This afternoon, I was torn between the session on botnets and one on Amazon's SimpleDB by Mike Culver and Jay Ridgeway. I chose the latter.
The goal is a durable, flexible datastore at a cheap price: $0.14 per machine house, $0.10/Gb into the cloud and $0.18/Gb out.
The API call list is short. Domains are used to partition data. You can think of them as tables, that helps. To add something to a domain you use this syntax:
PUT (item, 123), (description, Sweater), (color, Red), (color, Blue)
The first name-value tuple is the name of the row and needs to be unique. The remaining tuples are attributes and names can be repeated to represent a attribute with multiple values. There are no datatypes. Everything is a string.
A query looks like:
Domain = MyStore ['description' = 'Sweater']
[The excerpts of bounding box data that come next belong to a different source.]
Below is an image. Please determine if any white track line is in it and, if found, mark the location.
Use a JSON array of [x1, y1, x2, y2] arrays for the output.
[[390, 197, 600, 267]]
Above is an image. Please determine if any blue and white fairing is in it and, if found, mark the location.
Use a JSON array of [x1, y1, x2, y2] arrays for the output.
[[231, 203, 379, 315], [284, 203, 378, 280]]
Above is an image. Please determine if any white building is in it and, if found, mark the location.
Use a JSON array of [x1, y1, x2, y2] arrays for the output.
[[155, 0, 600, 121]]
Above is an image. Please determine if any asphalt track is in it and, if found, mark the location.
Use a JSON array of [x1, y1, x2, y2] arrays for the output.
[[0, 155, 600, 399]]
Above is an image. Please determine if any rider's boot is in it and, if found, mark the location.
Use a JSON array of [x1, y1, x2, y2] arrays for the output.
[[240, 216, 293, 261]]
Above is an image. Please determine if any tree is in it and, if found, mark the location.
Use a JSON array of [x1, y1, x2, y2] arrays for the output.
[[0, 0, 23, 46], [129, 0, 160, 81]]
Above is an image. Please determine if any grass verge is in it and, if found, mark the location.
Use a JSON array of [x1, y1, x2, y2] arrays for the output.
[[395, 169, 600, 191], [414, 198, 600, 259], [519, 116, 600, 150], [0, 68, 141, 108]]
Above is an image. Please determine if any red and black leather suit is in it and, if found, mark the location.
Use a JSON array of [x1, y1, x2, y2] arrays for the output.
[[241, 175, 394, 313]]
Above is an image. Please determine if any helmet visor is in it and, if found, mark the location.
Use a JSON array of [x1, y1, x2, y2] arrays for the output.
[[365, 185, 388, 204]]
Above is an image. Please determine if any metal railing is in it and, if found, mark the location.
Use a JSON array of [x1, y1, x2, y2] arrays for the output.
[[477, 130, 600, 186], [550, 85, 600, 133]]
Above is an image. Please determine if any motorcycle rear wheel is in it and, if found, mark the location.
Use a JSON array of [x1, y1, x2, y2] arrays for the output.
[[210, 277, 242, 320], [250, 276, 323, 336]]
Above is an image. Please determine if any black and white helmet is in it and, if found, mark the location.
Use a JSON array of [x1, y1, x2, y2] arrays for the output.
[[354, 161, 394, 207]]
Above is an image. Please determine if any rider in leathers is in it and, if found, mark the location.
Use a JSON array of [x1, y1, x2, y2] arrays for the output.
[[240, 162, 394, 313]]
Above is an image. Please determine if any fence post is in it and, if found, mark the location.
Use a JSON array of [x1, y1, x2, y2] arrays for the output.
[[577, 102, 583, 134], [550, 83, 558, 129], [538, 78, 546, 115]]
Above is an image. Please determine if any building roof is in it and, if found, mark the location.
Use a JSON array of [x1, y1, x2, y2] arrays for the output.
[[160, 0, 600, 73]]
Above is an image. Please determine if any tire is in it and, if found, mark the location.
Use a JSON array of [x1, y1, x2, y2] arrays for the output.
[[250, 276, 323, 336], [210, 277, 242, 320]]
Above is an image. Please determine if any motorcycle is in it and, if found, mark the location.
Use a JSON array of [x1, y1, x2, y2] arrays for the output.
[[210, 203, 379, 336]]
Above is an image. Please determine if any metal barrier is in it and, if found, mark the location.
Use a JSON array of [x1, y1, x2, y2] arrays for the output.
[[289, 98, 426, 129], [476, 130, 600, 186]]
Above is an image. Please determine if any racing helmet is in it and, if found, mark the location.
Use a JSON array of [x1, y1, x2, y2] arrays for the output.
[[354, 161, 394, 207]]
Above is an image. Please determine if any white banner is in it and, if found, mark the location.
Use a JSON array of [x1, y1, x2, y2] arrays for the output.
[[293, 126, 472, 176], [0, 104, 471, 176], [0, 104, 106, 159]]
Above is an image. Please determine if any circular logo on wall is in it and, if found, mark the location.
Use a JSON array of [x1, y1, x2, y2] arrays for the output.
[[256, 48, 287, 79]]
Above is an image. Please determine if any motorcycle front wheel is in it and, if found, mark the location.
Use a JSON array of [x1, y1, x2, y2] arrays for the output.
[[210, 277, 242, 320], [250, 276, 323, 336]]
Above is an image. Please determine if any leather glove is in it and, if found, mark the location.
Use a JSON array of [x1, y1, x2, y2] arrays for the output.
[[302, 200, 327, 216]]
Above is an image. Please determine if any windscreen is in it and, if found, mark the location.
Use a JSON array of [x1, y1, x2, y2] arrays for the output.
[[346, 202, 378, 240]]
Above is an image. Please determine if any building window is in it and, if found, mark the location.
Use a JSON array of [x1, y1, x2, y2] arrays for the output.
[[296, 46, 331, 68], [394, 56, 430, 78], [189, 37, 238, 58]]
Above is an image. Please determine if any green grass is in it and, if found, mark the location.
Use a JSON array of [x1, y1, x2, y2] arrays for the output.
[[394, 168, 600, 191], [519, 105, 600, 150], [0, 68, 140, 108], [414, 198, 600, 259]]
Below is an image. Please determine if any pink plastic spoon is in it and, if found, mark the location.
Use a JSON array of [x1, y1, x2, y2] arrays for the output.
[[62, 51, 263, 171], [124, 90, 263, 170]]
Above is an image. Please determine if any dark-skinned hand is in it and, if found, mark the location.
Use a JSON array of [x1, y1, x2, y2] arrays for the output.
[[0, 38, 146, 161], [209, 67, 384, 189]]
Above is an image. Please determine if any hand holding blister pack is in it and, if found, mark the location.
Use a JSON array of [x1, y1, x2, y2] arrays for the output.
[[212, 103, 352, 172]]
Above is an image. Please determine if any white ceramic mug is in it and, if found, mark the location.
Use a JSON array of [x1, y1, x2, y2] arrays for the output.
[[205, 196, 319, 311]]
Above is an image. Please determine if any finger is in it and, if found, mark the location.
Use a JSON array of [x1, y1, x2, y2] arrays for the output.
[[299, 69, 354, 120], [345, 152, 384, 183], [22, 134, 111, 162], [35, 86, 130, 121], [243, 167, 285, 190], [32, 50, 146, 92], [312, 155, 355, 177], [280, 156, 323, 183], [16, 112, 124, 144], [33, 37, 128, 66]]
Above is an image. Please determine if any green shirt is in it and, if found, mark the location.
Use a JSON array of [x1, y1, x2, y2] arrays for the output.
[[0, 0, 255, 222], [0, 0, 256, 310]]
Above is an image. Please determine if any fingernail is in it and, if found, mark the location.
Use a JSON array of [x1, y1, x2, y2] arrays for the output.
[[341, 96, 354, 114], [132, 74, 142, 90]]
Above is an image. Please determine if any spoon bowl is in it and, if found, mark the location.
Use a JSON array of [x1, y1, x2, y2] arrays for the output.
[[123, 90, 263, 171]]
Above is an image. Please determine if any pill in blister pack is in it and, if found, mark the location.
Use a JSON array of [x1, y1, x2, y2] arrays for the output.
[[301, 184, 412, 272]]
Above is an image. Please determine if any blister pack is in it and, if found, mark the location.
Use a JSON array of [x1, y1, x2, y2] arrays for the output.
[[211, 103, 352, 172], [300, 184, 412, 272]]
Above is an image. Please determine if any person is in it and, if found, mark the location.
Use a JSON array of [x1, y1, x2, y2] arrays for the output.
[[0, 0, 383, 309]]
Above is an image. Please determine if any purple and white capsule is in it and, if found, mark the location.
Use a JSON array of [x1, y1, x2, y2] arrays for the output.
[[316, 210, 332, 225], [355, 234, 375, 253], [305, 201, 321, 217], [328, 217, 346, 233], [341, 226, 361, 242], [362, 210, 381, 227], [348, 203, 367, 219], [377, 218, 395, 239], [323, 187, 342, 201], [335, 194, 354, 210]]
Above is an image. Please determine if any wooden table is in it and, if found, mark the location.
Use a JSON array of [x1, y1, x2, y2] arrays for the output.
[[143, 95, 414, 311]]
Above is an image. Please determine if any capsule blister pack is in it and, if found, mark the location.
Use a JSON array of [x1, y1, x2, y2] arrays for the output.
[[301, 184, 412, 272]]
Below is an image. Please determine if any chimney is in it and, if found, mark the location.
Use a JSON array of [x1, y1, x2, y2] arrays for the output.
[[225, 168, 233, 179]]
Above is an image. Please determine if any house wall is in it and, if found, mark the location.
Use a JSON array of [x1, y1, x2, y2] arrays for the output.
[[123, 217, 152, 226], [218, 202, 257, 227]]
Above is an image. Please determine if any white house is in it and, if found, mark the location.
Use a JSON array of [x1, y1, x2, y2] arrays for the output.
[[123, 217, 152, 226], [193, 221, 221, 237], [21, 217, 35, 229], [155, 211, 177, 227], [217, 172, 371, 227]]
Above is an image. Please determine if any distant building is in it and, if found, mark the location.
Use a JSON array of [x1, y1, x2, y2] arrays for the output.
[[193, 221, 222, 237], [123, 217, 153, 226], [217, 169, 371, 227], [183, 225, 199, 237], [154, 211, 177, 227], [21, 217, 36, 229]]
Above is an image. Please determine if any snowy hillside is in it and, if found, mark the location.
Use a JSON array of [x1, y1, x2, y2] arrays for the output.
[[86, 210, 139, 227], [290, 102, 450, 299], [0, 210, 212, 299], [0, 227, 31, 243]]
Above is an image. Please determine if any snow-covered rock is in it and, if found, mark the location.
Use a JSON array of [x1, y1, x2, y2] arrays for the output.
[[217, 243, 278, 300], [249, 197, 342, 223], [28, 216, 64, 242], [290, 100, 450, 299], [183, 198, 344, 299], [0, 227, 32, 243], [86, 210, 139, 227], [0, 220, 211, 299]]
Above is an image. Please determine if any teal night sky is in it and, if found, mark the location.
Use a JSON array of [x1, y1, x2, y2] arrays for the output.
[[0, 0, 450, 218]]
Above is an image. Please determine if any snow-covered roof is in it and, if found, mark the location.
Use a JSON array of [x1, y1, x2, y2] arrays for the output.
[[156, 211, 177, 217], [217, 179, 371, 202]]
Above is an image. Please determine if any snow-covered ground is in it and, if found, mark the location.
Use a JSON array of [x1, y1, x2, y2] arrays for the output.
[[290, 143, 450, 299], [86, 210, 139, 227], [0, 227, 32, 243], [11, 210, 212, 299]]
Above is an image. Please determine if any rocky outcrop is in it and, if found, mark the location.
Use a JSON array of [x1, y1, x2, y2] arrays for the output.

Note that this isn't SQL. :-)
Jay Ridgeway from Nextumi took the mic to talk about their experience using SimpleDB to implement ShareThis. They've made heavy use of SimpleDB. He concluded with the following list of downsides and upsides. On the downside:
- Limited features
- minimal toolset and documentation
- no experience in house
- high switching cost
On the upside:
- zero software cost
- minimal staff costs
- low barrier to development
- responsive and reliable
- simple, pragmatic solution for a complex problem.
Nextumi does maintain a copy of the raw data in case Amazon ceased to exist for some reason, but using it would obviously require some redesign of their site. I wonder if anyone has created the SimpleDB API on top of BerkeleyDB or MySQL? That would be handy.
SimpleDB doesn't handle binary data well. The best thing is to put binary data in S3 and put a reference to it in SimpleDB.